Posted November 18, 2019
We have seen the beautiful affirmation of Christ’s love for us. We have heard Christ’s exhortation to abide or continue in his love. We now come to the most controversial aspect of the text, for Jesus connects our abiding in Christ’s love to the keeping of his commandments in verse 10—“If ye keep my commandments, ye shall abide in my love” (v. 10). On the face of it, Jesus seems to be teaching conditional salvation or (at the very least) conditional experience of salvation. Does Christ’s use of the word “if” indicate a condition that we must fulfill in order to abide in his love?
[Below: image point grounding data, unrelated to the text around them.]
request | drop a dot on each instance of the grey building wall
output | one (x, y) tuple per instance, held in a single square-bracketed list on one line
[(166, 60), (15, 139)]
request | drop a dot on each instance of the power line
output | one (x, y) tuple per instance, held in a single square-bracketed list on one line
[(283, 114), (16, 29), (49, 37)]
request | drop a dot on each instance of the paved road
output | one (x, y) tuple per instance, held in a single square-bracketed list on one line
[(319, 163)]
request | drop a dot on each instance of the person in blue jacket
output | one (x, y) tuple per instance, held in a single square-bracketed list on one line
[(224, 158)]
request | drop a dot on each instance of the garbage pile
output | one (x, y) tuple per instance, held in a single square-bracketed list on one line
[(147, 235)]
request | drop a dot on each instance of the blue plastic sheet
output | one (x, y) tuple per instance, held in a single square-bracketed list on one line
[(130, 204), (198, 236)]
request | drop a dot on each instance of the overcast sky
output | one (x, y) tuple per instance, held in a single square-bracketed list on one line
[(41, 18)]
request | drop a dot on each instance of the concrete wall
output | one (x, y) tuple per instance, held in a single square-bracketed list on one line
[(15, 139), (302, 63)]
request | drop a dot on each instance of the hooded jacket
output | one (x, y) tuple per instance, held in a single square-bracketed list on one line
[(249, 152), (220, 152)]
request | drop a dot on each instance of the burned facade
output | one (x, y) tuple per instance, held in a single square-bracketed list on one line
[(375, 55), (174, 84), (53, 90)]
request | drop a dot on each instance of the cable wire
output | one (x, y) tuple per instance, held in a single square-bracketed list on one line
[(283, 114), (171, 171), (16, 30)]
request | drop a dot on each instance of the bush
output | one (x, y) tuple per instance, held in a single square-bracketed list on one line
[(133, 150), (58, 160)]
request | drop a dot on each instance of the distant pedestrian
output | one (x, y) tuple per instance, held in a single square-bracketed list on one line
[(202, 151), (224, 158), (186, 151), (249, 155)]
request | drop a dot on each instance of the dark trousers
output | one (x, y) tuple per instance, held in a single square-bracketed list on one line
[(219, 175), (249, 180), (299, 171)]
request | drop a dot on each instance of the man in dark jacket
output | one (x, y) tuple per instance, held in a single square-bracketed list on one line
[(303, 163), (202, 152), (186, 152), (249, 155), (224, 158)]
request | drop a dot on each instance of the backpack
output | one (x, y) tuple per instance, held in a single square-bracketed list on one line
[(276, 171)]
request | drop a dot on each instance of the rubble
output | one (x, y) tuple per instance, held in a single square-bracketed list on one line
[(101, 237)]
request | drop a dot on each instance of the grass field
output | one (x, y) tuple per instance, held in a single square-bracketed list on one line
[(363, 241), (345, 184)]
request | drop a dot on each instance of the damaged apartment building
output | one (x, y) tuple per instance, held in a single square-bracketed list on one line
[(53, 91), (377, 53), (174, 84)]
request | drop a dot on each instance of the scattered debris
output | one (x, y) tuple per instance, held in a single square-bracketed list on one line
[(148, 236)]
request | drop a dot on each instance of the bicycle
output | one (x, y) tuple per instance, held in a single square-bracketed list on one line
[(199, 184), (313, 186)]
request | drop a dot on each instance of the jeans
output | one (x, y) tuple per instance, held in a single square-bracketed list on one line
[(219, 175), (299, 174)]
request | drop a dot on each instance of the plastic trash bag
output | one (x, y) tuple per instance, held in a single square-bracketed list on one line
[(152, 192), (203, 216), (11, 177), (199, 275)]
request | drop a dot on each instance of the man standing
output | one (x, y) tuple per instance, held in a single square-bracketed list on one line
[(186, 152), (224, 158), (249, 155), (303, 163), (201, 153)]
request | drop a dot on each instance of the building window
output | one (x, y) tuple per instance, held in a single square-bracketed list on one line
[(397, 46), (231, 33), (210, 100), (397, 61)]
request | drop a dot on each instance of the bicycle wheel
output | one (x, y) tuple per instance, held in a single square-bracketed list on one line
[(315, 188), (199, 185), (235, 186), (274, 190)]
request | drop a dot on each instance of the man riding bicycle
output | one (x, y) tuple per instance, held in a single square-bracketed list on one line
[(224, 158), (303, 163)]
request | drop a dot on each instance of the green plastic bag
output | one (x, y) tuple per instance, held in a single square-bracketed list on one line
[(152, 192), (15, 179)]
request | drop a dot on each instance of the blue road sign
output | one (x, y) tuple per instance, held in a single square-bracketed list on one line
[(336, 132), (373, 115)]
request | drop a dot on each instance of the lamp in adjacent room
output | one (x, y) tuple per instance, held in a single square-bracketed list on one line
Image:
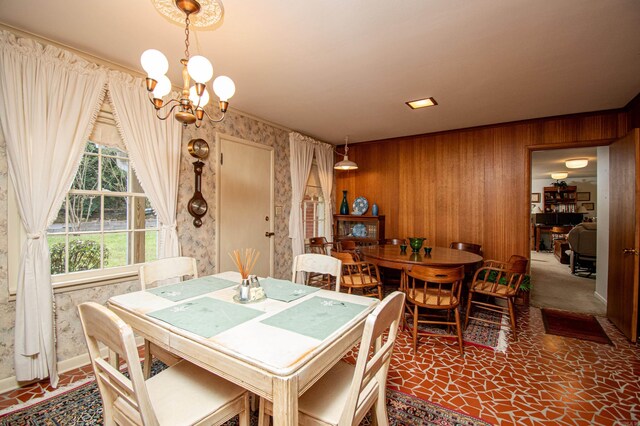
[(559, 175), (576, 163), (345, 164), (193, 99)]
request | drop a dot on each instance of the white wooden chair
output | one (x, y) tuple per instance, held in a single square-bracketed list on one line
[(167, 268), (156, 272), (183, 394), (312, 263), (346, 393)]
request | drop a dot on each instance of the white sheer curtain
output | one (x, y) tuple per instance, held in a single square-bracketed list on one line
[(324, 159), (301, 157), (49, 99), (154, 149)]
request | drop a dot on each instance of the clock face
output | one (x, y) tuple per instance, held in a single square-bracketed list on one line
[(198, 206), (198, 148)]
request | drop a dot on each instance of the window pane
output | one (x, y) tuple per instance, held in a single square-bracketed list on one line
[(150, 245), (58, 253), (150, 217), (87, 175), (116, 249), (115, 174), (84, 252), (84, 212), (115, 213), (58, 225), (107, 150)]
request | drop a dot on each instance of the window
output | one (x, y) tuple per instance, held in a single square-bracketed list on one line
[(105, 226), (313, 206), (106, 221)]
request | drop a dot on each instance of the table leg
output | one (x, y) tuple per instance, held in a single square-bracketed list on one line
[(285, 401)]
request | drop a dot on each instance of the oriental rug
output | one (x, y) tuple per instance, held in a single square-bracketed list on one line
[(81, 405), (572, 324)]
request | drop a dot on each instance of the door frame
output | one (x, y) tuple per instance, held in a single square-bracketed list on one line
[(218, 170), (547, 147)]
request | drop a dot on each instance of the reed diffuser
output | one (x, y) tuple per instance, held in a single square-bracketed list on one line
[(249, 289), (245, 263)]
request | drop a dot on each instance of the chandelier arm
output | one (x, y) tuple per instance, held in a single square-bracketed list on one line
[(168, 112), (214, 120)]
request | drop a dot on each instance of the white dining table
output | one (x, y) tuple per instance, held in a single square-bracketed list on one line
[(276, 363)]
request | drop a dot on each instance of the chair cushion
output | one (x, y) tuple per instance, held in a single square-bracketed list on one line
[(185, 393), (487, 287), (326, 399), (430, 299), (360, 280)]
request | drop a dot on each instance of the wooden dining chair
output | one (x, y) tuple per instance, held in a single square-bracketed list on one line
[(498, 280), (358, 275), (311, 263), (433, 292), (167, 268), (158, 272), (183, 394), (346, 393), (320, 245), (395, 241)]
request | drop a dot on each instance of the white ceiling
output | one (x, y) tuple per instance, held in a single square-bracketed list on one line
[(543, 163), (345, 67)]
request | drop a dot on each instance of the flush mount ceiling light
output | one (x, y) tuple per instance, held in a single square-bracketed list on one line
[(576, 163), (421, 103), (345, 164), (193, 99)]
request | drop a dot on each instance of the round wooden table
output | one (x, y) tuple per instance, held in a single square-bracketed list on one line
[(389, 256)]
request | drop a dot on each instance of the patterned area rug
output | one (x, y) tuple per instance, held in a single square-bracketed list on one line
[(82, 405), (571, 324), (478, 333)]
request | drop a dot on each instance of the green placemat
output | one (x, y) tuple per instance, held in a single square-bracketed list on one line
[(317, 317), (205, 316), (284, 290), (192, 288)]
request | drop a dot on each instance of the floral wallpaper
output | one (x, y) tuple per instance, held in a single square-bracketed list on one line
[(196, 242)]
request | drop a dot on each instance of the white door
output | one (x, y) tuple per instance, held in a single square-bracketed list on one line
[(245, 202)]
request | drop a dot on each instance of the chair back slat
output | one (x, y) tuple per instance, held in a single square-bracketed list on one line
[(319, 264), (434, 287), (164, 269), (358, 274), (374, 356), (100, 325)]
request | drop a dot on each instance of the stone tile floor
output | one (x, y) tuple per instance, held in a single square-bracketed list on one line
[(540, 380)]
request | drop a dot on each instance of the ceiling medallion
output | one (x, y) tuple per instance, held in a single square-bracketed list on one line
[(209, 13)]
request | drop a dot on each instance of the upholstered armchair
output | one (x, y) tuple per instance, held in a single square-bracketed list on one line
[(583, 244)]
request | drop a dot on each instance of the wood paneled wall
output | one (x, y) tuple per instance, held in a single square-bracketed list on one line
[(468, 185)]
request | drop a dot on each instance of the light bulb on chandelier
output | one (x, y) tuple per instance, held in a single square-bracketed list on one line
[(193, 99)]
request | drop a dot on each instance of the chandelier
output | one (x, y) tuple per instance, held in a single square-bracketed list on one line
[(193, 99), (345, 164)]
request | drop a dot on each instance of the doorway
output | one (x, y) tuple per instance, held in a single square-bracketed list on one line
[(557, 203), (244, 216)]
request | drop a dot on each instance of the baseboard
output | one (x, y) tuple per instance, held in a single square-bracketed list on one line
[(602, 299), (10, 383)]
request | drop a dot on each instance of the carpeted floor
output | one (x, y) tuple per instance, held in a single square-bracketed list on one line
[(554, 287), (82, 405), (577, 326)]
We must understand what a condition is. A condition is something we must do upon which the obtaining of something else depends. If Jesus meant that our abiding in his love is conditioned on our obedience, he would have said, “Your abiding in my love depends on your obedience to my commandments.” Furthermore, although the grammar of the sentence is in the form of a condition—“if”—the meaning of the sentence is not a condition. Sometimes, “if” is not conditional, but evidentiary or it serves to identify those to whom the promise pertains. In other words, “if” does not express a condition, but proves the evidence of something. How are those to be identified who abide in Christ’s love: they keep his commandments! They—and only they—abide in Christ’s love. The deliberately disobedient do not abide in Christ’s love. There are evidentiary “if sentences” in the Bible: “Ye are my friends if ye do whatsoever I command you” (v. 14). The thrust of these words is this: “You prove yourselves to be my friends by doing what I say” or “Your obedience is the proof that you are my friends, but not the condition for being, becoming, or remaining such.”